Someone explained that a bat mitzvah refers to a girl and a bar mitzvah to a boy, and Hamels said that all his Jewish friends back in San Diego had been male. "Baht ... baht ... baht," he said as the woman lifted the camera to her eye.
Fifteen minutes later the World Series MVP had successfully taped his message to young Arden Rose and was back in the effortless groove of meeting and greeting the line of buzzing fans. The woman with the video camera was long gone, but every once in a while, between the flashes, Hamels looked up at the ceiling and quietly uttered a few words. "Baht mitzvah," he repeated. "Baht."
This is the strange, fabulous new life of Cole Hamels.

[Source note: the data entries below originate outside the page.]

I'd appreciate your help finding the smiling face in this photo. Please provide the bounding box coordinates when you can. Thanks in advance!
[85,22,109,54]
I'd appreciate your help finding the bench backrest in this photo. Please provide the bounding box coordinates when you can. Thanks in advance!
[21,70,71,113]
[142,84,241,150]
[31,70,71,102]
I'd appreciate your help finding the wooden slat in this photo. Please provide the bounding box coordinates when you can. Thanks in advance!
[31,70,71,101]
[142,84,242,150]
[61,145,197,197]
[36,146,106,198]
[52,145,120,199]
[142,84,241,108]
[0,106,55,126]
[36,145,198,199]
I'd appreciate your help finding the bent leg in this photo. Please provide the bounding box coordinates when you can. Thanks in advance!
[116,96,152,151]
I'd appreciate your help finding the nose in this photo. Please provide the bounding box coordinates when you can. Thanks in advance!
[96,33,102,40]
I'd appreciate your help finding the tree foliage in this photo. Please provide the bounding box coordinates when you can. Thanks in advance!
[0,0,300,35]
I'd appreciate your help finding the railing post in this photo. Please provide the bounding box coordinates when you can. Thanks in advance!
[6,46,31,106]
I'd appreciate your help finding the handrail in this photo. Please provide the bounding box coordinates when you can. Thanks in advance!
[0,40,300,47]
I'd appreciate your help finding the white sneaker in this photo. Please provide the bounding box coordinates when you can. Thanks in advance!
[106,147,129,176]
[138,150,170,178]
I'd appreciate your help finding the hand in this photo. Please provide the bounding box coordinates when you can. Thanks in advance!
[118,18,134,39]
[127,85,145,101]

WHEN HAMELS met Heidi Strobel in 2004, his name was familiar only to the most devoted Phillies fans and baseball draftniks, while she already had a firm understanding of life in the public's unforgiving gaze—and how to prosper in it. A year earlier she had appeared as a contestant in Survivor: The Amazon, the sixth season of the reality TV series. (She finished fifth, but she and the competition's eventual winner, Jenna Morasca, became famous for taking off all their clothes in return for some Oreos and peanut butter.) By the end, she says, she weighed 70 pounds and was paralyzed from the waist down for almost a month due to a bite from a poisonous spider. After the show aired, she parlayed her fame (VH-1 ranked her Survivor stripping as the 12th-greatest moment in the history of reality TV) into a cover appearance with Jenna in the August 2003 issue of Playboy, in addition to a variety of other profitable gigs. One of those took Heidi to Bright House Field, the home of the Class A Clearwater (Fla.) Threshers. Hamels, who had received a $2 million signing bonus as the 17th overall pick in the '02 draft, out of Rancho Bernardo (Calif.) High, was spending most of the '04 season at Clearwater on the disabled list due to elbow tendinitis.

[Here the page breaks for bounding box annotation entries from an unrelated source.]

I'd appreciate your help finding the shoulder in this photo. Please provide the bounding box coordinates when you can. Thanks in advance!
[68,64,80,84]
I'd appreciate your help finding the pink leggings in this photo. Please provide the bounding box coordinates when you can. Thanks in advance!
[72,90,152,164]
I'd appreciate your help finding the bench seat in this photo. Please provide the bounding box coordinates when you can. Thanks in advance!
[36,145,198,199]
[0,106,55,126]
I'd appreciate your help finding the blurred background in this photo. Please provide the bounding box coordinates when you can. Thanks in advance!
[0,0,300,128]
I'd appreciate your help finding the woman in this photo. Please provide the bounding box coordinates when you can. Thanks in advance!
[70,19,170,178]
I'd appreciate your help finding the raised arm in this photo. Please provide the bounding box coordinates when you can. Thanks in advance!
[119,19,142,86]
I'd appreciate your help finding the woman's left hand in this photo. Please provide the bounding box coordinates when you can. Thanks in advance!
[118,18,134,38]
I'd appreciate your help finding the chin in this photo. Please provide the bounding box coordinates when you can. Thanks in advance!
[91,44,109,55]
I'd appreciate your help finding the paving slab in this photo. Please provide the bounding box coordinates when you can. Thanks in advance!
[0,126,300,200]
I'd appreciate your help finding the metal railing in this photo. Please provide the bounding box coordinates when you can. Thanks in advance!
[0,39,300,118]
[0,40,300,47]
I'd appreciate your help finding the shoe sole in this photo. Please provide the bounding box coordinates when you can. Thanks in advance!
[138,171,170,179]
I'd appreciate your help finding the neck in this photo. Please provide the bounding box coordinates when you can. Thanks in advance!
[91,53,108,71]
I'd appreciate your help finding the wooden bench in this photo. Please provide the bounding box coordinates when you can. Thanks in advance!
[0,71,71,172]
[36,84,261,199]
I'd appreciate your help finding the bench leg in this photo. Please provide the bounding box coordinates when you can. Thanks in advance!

Cole approached Heidi at the urging of two of the ballpark's security guards. ("I told him, 'She's a pretty girl, she don't drink, she don't smoke—you should meet her,'" recalls one of the guards, Woody Woodard.) Within a few weeks, after Cole had flown to her hometown of Buffalo, Mo., they were dating. They were married in 2006, on New Year's Eve. "Part of what attracted me was how mature he was," Heidi says. "I didn't know he was young"—she is five years his senior—"I thought we were the same age. But when everybody's staring at you, the lights are on you, he used to go into a little ball."
In early January 2009 Cole and Heidi drove their Jeep, with a U-Haul attached, from their house in suburban Philadelphia to Clearwater so Cole could start his off-season workouts at the Phillies' spring training facility. On the way they stopped in Orlando. There Heidi, a dedicated runner who has a master's degree in exercise physiology, ran a half-marathon and attended a convention on behalf of a company she has started with her sister Dawn called sistasshirts.com, which produces and sells inspirational T-shirts for female runners. (Cole manned the credit-card swiper.)
Five days before Cole's appearance at the Diamond Club, the couple sat together on the couch in their rented Clearwater condo and talked about how some people, such as Derek Jeter and Tiger Woods, seem to have been born to shine in the public eye, while most others have to learn the skill. They agreed that Heidi's expertise in that regard has been immensely beneficial to her husband. "She definitely helped me with a lot of my interview skills and public speaking," Cole said.